参列しているのも、出迎えの際に顔を見せた者ばかり。周知を拒むように、新郎新婦の親族の姿さえない。

城砦内で働く人間たちが遠巻きに見守っているという、本当にささやかな式だった。


仕方なく押し付けられた『悪女』が花嫁とあって、向けられる視線はお世辞にも祝福されているとは言い難い。

とはいえ、このくらいは予想できたことだった。

殺伐とした雰囲気の中、私は背筋を伸ばし、何食わぬ表情を浮かべて足を進める。


だけど……婚姻を経てこの地で暮らしていく以上、周囲との関係は重要になってくる。

少しずつでも味方を作って、居心地の良い環境を整えていきたい。

そのための第一候補が、夫なのだけど……。

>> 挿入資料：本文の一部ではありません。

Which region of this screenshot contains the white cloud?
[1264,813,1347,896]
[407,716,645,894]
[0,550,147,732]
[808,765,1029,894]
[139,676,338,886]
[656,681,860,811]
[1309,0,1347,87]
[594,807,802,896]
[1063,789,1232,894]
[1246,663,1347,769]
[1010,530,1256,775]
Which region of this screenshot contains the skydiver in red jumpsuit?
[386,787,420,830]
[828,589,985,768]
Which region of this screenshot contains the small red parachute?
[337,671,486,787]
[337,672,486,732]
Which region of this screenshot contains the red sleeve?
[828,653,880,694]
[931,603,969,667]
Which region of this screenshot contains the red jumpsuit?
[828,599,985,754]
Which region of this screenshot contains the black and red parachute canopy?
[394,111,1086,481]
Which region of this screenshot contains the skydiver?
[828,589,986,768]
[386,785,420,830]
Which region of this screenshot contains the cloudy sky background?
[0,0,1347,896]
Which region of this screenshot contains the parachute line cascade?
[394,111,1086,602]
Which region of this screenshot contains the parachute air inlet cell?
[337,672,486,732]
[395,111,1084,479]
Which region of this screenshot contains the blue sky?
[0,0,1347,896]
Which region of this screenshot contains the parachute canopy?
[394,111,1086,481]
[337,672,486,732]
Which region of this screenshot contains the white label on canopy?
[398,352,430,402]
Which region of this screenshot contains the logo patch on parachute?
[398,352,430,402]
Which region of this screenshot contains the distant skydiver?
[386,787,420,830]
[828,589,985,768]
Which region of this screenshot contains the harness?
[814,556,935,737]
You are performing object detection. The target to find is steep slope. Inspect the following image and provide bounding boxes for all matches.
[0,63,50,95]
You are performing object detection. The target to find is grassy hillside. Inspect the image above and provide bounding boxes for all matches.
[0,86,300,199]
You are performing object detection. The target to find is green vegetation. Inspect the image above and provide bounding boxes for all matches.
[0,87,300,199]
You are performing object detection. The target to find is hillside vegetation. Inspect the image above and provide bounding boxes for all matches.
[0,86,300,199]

明らかにエラディアを歓迎していない筆頭という面持ちをしていたので、期待薄ではある。

すぐには難しいだろうけれど、接する機会を重ねながら、懐柔する隙を探るしかないだろう。



ようやく新郎の隣まで辿り着くと、私は意外な驚きに、やや目を見張った。

夫となるカイラン・ノワジアの姿が、昨日とはまるで別人のように感じられたのだ。


ヴェール越しに見える彼の姿は、この結婚式のためにかすっかり髭を剃り、領主としての礼装を纏っていた。

不本意そうに顔を歪めているものの……初対面のときに感じた、野獣じみた蛮族のような印象とは、まるで違う。


彼女(・・)も私も、昨日の時点で既にいっぱいいっぱいだったので、冷静に周囲を観察できなかったのも仕方ないことだろう。


後ろに流し固めた黒褐色の髪は清潔感が漂い、鈍い青灰色の瞳は相変わらず鋭い眼光を放っているものの、彼の精悍な顔立ちを一層引き立てている。

三十手前と聞いていたけれど、髭を剃ったことで年相応よりもかえって若々しく見えた。

鍛え上げた体躯に日に焼けた肌が、彼の偉丈夫さを際立たせている。

若くしてこの過酷な土地を守り続けてきた者としての威厳が、そこにあった。



夫となる人物の印象が改善されたことで、少しだけ気分は上昇したものの、冷え切った結婚式であることに変わりはない。


老齢に差し掛かった神父は張りつめた空気の中、時折視線を泳がせたり冷や汗を流しては、ちっともめでたくなさそうな調子で祝福の詞を述べた。

型にはまった誓いの言葉を新郎と新婦がそれぞれ繰り返し、ようやく式は終わりに近づく。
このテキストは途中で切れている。